En un comunicado, la cámara sostuvo que “la expansión económica y la corrección del déficit fiscal, para ser sostenibles requieren de la existencia de un sector privado dinámico y moderno, lo que difícilmente se logrará si se siguen incrementando las cargas que sobre él recaen”.

Advirtió también que la nueva carga para las empresas tiene “el riesgo adicional de generar un éxodo a jurisdicciones con un tratamiento más favorable”, al aludir a la situación de los empresarios que se mudan al Uruguay para tener una menor presión tributaria.

“Ante las urgencias fiscales, en lugar de apelar a un nuevo impuesto, deberían buscarse alternativas superadoras, en beneficio de la inversión, la generación de empleo y el progreso económico y social”, señaló la entidad.

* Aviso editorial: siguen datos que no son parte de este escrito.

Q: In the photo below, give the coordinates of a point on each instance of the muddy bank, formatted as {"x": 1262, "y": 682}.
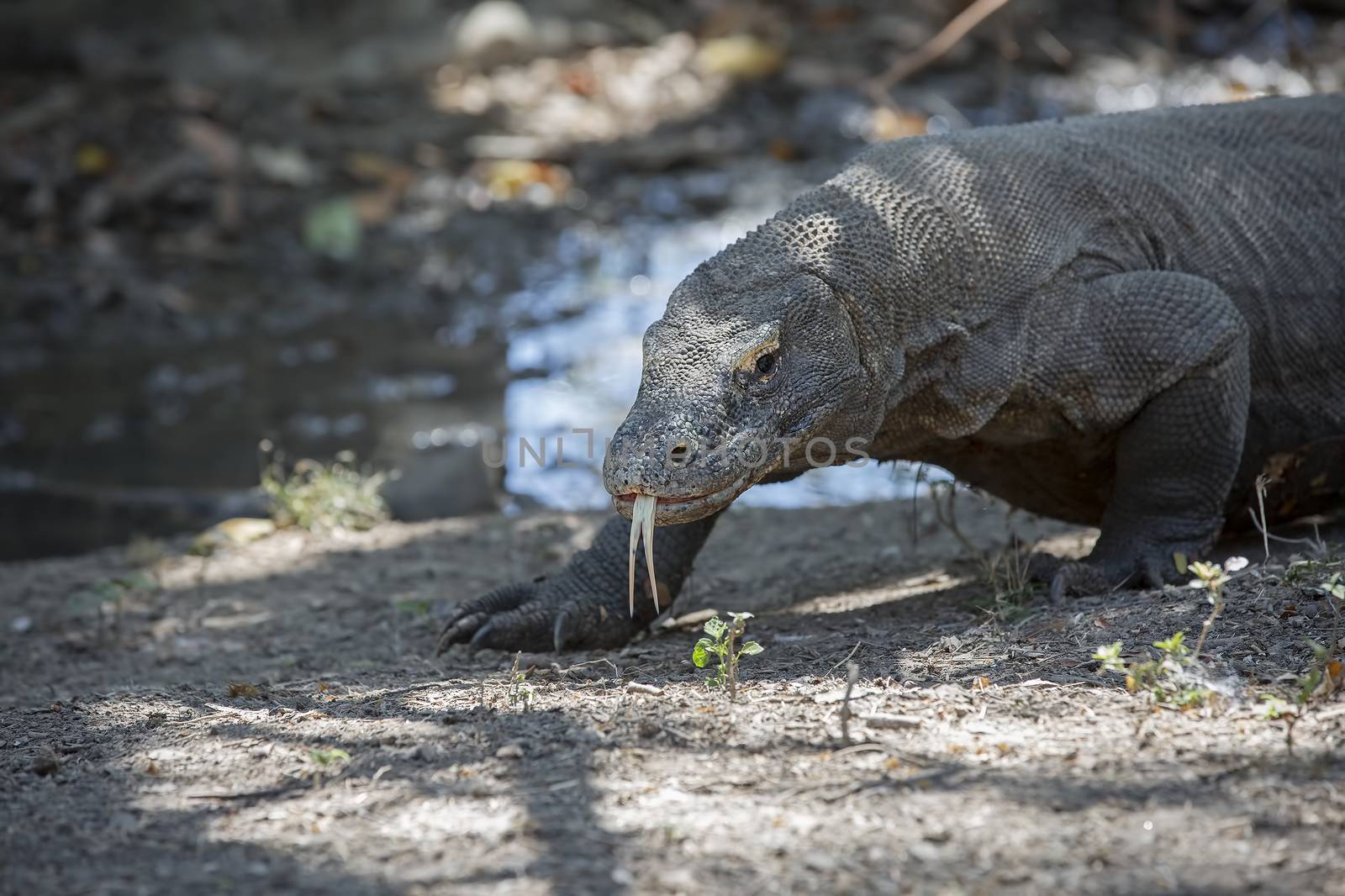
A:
{"x": 273, "y": 719}
{"x": 419, "y": 229}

La Cámara de Comercio propuso sustituir el proyecto por un “empréstito patriótico” en dólares, con una tasa de interés mínima y varios años de repago, aplicable al pago de impuestos, para asegurar su recuperabilidad para los inversores.

La entidad reclamó elevar de $200 a $300 millones el mínimo imponible para que alcance a menos contribuyentes, y transformar el mínimo exento en un mínimo no imponible, porque “significaría una importante mejora en materia de equidad”.

Reclamó también reducir las alícuotas y gravar con 0,5% las participaciones societarias y empresariales disponiendo el pago por las sociedades como responsables sustitutas, como es actualmente en el impuesto sobre los Bienes Personales.

La entidad reclamó también que el pago del aporte se pueda realizar en cuotas y que el impuesto no alcance a residentes en el exterior, porque “generaría un alto grado de conflictividad y judicialización”.